Nice and dark, and I can taste the lactose-sweetness and caramel flavors that I wanted in there, but there's that dry bite and vinegar flavor lying there to mock me.

I am surprised at how truely upset I am at this. I knew it could happen to me, but it never had, so ... I am now humbled.

Bah!

Oh well. Every cloud has a silver lining, right? To honor this noble beer that failed, I popped open the first bottle of brown ale that I brewed last month. My first homebrew since moving across country.

And it is good. At least I have that... and no bacteria can take it away from me.

-walker


I know how you feal,I did a light ale for friends that don't care for my better homebrew.One bach of bottels did not get a good cleaning and thus spoiled a case of not too bad brew. :eek: Very bad astringant taste hits the pallett wright a way yuck!Dumped it all! felkt like **** doing it and knew what i had done wrong.I did leared something as I'm sure you did too! :D At least your Brown Ale is drinkable.. :cool:
 
Walker said:
In fact, I am no longer going to use ice to cool anymore. I will just use very COLD water, which I can simply dump out of jugs into the fermenter and not have to mess with the plastic bags again.

-walker

I thought the idea of buying a 7lb bag of ice and using it to cool your wort sounded like a pretty worthy idea. The ice factories typically use clean water so as to not leave a funky taste in one's beverage.

Just for giggles, I took a look at the website of our local "bag of ice" provider:

http://www.jeffersonice.com/fun-forgotten-food.html

Sounds pretty beer-friendly.
 
Walker said:
Nice and dark, and I can taste the lactose-sweetness and caramel flavors that I wanted in there, but there's that dry bite and vinegar flavor lying there to mock me.

Let it finish fermenting. Take about 19 oz. of the beer-vinegar and heat it to 160 for 15 minutes to sterilize it. Cool it and add it to a stout when you bottle (or keg). Voila! Guinness!
 
Off to the LHBS to rebuy the ingredients for this batch. If it doesn't work out this time, I'll assume the recipe is haunted.

-walker
 
egads!

i don't know what the hell was wrong with us the first time we tasted this, but there is most DEFINATELY not any vinegar in it. wtf?

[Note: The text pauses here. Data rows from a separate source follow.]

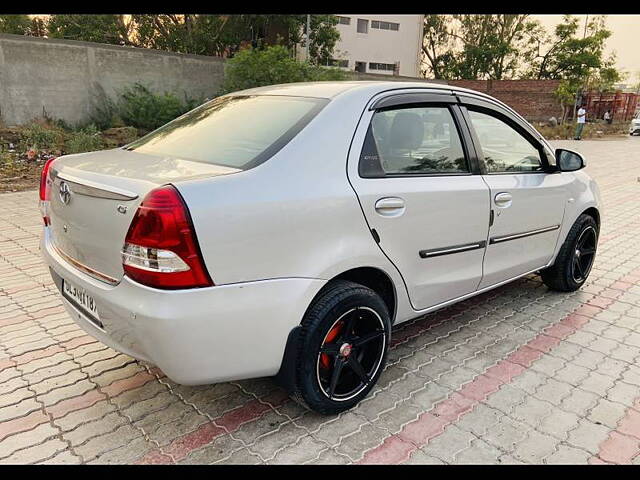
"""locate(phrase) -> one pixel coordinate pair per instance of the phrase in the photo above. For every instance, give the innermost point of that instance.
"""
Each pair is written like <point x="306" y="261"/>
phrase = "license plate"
<point x="81" y="299"/>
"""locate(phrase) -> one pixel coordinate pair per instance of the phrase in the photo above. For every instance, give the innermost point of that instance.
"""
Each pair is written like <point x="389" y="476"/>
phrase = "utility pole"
<point x="308" y="39"/>
<point x="584" y="34"/>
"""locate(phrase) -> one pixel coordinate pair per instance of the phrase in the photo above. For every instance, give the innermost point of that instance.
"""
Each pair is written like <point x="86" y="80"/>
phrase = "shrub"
<point x="255" y="68"/>
<point x="87" y="139"/>
<point x="143" y="109"/>
<point x="41" y="136"/>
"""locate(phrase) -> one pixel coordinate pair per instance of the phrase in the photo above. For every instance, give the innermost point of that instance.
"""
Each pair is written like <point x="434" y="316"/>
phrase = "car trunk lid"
<point x="94" y="197"/>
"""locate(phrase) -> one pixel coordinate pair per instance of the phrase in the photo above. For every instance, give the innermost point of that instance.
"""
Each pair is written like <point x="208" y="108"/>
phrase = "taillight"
<point x="161" y="249"/>
<point x="45" y="190"/>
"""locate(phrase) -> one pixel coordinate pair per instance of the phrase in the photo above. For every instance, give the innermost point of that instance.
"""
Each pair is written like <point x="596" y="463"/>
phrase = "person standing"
<point x="607" y="117"/>
<point x="581" y="118"/>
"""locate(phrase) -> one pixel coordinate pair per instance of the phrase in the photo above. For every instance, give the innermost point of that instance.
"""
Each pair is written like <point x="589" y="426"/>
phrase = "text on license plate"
<point x="80" y="297"/>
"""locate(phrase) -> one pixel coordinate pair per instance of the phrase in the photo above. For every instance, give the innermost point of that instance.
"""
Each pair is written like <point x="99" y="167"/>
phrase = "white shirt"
<point x="581" y="115"/>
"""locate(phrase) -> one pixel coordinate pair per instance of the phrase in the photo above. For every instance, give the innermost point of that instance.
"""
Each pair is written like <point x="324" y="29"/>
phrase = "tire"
<point x="339" y="319"/>
<point x="573" y="264"/>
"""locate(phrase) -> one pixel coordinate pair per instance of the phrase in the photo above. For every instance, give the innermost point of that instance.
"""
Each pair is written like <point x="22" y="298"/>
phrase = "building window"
<point x="363" y="26"/>
<point x="385" y="25"/>
<point x="382" y="66"/>
<point x="333" y="62"/>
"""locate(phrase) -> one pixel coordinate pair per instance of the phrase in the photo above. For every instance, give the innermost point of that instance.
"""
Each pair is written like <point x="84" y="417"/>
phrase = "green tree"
<point x="272" y="65"/>
<point x="224" y="35"/>
<point x="16" y="24"/>
<point x="111" y="29"/>
<point x="568" y="56"/>
<point x="437" y="46"/>
<point x="576" y="60"/>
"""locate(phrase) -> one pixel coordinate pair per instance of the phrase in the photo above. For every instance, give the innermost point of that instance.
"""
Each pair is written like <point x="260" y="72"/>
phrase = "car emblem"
<point x="64" y="193"/>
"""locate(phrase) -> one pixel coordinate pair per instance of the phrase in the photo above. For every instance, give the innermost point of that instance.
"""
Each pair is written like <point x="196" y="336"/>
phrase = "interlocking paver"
<point x="517" y="375"/>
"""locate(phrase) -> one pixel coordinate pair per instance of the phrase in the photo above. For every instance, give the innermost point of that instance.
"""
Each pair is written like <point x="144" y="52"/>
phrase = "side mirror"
<point x="569" y="161"/>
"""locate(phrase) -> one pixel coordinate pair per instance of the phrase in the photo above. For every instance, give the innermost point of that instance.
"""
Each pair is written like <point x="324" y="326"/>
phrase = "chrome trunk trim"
<point x="88" y="270"/>
<point x="93" y="189"/>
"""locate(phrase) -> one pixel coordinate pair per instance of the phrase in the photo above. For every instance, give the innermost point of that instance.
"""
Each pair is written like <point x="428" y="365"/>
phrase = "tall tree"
<point x="569" y="56"/>
<point x="477" y="46"/>
<point x="577" y="60"/>
<point x="437" y="46"/>
<point x="224" y="35"/>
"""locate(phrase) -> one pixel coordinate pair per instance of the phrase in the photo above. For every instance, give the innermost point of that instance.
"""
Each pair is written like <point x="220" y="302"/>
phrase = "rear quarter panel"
<point x="583" y="193"/>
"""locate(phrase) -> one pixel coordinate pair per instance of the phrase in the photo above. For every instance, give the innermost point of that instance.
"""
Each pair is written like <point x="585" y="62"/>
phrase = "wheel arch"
<point x="372" y="277"/>
<point x="593" y="212"/>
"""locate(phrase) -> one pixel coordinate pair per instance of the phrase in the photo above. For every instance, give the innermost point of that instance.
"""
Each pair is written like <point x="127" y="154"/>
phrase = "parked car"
<point x="634" y="127"/>
<point x="282" y="231"/>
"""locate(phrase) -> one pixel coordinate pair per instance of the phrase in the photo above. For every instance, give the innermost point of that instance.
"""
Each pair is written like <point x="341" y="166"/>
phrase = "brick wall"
<point x="533" y="99"/>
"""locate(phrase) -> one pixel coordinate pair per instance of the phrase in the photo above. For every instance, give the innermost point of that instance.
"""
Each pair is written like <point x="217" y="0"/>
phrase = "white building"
<point x="385" y="44"/>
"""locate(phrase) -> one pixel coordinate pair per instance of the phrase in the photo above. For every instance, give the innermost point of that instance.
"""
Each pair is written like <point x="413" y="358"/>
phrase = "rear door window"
<point x="413" y="141"/>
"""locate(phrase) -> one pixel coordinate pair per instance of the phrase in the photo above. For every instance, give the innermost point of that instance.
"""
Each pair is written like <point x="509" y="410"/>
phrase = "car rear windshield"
<point x="236" y="131"/>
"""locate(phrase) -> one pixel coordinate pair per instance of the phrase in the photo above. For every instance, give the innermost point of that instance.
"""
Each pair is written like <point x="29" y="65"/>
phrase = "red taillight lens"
<point x="45" y="190"/>
<point x="161" y="249"/>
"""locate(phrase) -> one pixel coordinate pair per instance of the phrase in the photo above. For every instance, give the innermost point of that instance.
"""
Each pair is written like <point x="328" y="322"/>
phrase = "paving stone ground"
<point x="518" y="375"/>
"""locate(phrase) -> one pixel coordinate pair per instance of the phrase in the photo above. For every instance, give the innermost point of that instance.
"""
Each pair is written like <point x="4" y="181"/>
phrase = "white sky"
<point x="624" y="40"/>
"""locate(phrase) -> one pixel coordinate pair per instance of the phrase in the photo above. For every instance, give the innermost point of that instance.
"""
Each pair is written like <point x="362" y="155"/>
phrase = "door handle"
<point x="390" y="206"/>
<point x="503" y="199"/>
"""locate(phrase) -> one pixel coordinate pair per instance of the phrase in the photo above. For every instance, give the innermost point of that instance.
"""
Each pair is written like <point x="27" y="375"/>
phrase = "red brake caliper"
<point x="325" y="360"/>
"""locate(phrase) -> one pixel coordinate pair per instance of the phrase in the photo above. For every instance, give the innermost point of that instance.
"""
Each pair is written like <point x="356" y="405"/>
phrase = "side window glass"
<point x="422" y="140"/>
<point x="504" y="149"/>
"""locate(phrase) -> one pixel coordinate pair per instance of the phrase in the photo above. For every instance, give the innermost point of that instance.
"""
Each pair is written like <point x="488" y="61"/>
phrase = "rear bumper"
<point x="195" y="336"/>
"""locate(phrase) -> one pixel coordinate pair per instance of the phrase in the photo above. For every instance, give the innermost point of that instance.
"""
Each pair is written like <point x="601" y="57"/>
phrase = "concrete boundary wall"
<point x="65" y="79"/>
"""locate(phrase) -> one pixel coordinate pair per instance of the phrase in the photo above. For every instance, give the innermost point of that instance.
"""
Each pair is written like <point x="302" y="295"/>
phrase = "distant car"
<point x="282" y="231"/>
<point x="634" y="127"/>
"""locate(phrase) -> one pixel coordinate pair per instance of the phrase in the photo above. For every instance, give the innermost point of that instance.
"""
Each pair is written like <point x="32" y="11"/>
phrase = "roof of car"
<point x="332" y="89"/>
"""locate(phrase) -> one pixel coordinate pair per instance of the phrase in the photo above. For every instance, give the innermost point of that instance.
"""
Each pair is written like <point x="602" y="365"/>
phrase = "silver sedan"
<point x="282" y="231"/>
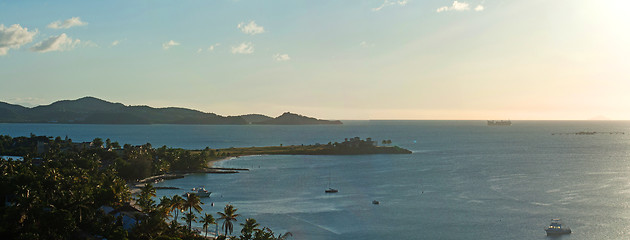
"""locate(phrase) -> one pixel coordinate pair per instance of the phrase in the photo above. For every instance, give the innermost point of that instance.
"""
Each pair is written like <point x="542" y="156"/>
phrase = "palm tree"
<point x="177" y="205"/>
<point x="207" y="220"/>
<point x="248" y="228"/>
<point x="189" y="217"/>
<point x="228" y="215"/>
<point x="165" y="206"/>
<point x="144" y="199"/>
<point x="191" y="202"/>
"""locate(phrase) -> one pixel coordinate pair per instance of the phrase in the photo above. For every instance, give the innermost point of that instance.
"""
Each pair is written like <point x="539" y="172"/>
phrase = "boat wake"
<point x="316" y="225"/>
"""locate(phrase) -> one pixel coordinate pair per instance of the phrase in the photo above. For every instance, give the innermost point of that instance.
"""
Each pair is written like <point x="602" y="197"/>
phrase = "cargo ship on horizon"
<point x="499" y="123"/>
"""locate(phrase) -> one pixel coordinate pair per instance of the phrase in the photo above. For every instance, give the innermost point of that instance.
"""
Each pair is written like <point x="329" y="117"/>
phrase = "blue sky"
<point x="376" y="59"/>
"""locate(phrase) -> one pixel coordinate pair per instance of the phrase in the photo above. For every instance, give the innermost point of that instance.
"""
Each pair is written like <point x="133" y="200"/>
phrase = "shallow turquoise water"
<point x="464" y="180"/>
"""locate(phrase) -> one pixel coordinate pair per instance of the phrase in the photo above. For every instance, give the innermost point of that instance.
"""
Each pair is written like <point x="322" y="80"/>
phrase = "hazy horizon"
<point x="359" y="60"/>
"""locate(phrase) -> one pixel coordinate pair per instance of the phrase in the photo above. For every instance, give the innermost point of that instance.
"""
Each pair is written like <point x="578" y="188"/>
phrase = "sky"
<point x="330" y="59"/>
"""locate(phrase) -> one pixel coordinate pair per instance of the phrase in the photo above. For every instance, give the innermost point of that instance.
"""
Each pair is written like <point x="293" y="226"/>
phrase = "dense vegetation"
<point x="60" y="190"/>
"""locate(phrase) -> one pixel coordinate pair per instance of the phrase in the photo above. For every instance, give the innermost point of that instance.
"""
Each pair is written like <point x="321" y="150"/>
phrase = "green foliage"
<point x="57" y="191"/>
<point x="228" y="215"/>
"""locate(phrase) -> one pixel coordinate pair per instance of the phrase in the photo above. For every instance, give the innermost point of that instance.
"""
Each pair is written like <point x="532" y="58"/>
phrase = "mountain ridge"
<point x="91" y="110"/>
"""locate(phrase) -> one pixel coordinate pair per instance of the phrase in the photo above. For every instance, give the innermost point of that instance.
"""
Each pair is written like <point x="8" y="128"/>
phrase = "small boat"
<point x="330" y="190"/>
<point x="200" y="192"/>
<point x="556" y="228"/>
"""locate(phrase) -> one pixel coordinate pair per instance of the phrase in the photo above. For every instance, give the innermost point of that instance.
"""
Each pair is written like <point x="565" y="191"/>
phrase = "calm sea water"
<point x="464" y="180"/>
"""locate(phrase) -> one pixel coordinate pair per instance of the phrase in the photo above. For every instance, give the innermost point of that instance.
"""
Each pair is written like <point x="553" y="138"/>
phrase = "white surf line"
<point x="315" y="224"/>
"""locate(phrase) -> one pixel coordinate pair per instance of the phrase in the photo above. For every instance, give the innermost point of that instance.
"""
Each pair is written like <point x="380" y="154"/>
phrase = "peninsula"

it's tastey... and that's good b/c I just bought the stuff to make a second batch!

-walker
 
It is human nature to push the limits and take risks. I have brewed my share of bad brews, wether it be sanitation or recipe, and chalk it up in the end as paying my dues. Now that my dues are well paid up, I can enjoy my return on investment.
 
Good to hear all is not lost :)

Do you think the vinegar taste was perhaps yeast nutrient type chemicals? I know that yeast produce a number of different compounds that they eat up later, or age out of the beer. Ohh, the speculation ;)
 
i think it might have beeb part yeast and part chlorine (from cleaning things, but not rinsing well).

Plus, I have a bit of a cold, so might have misinterpreted things completely.